Un grand marchandage se prépare, qui n’a rien à envier à celui qui s’annonce dans le cadre du Brexit. Il sera seulement plus discrètement mené. Traditionnellement, les banques disposent de trois arguments pour s’opposer à la régulation : ses effets négatifs présumés sur l’emploi et sur l’investissement, ainsi que les désavantages compétitifs qu’elle suscite, et auxquels il faut remédier. Nous y voilà ! À force de rogner les uns après les autres les pieds de la chaise, que va-t-il en rester ?

Un autre chef d’œuvre réglementaire est en péril en Europe : l’Union bancaire. Le sauvetage de Monte dei Paschi di Siena va contourner ses principes établis de résolution des crises bancaires avec la complicité de la Commission et de la BCE. Au nom d’une fiction : la banque va être considérée comme solvable et faisant face à de seuls problèmes de liquidité, afin qu’une disposition exceptionnelle intitulée « recapitalisation de précaution » sur fonds publics puisse être utilisée. Elle même précautionneuse, la BCE a augmenté sans crier gare son montant, probablement en raison de projections financières qu’elle n’a pas dévoilées. Mais deux questions sont désormais posées : ce même contournement va-t-il s’imposer pour les autres banques italiennes qui attendent d’être fixées sur leur sort ? Les fonds publics injectés dans les banques seront-ils pris en compte dans le calcul du déficit de l’État..?

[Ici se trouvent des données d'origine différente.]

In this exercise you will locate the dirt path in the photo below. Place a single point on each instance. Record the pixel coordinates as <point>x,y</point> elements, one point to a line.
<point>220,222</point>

D’autres systèmes bancaires sont en piteux état, notamment en Grèce, en Espagne et au Portugal, tous souffrant d’une même gueule de bois de lendemain de fête. En l’occurrence l’essor de l’endettement privé qui a précédé la crise et suscité une prospérité à crédit qui ne pouvait durer. Le gouvernement portugais peine à vendre Novo Banco, cette nouvelle banque qui a bénéficié des actifs sains de Banco Espirito Santo qui est en voie d’extinction, et il pourrait en résulter sa nationalisation, tant qu’à faire de ponctionner les finances publiques. La Caixa geral de depositos – équivalent de la Caisse des dépôts française – a procédé à des lourdes dépréciations d’actifs impliquant sa recapitalisation. Cela intervient après l’effondrement des banques BPP, BPN et Banif, héritage des folles années du crédit bancaire à tout va, assortis de scandales retentissants touchant les milieux politiques.

Le système bancaire espagnol n’est pas au bout de ses restructurations, mais la Banque d’Espagne a déjà fait ses comptes. Le bilan négatif des ventes effectuées s’élève à 26,3 milliards d’euros, auxquels viennent s’ajouter quelque 11,71 milliards « irrécupérables ». L’État aura donc à sa charge 38,1 milliards d’euros. Le taux de croissance espagnol ne doit pas masquer que la société porte le coût de ce sauvetage : hausses d’impôts, coupes dans les dépenses de santé, dans la recherche et l’éducation. Et que la baisse du chômage résulte dans son immense majorité d’emplois précaires. Le pays s’enfonce et son déficit est toujours aussi élevé, la Commission demandant de nouvelles coupes dans le budget 2018.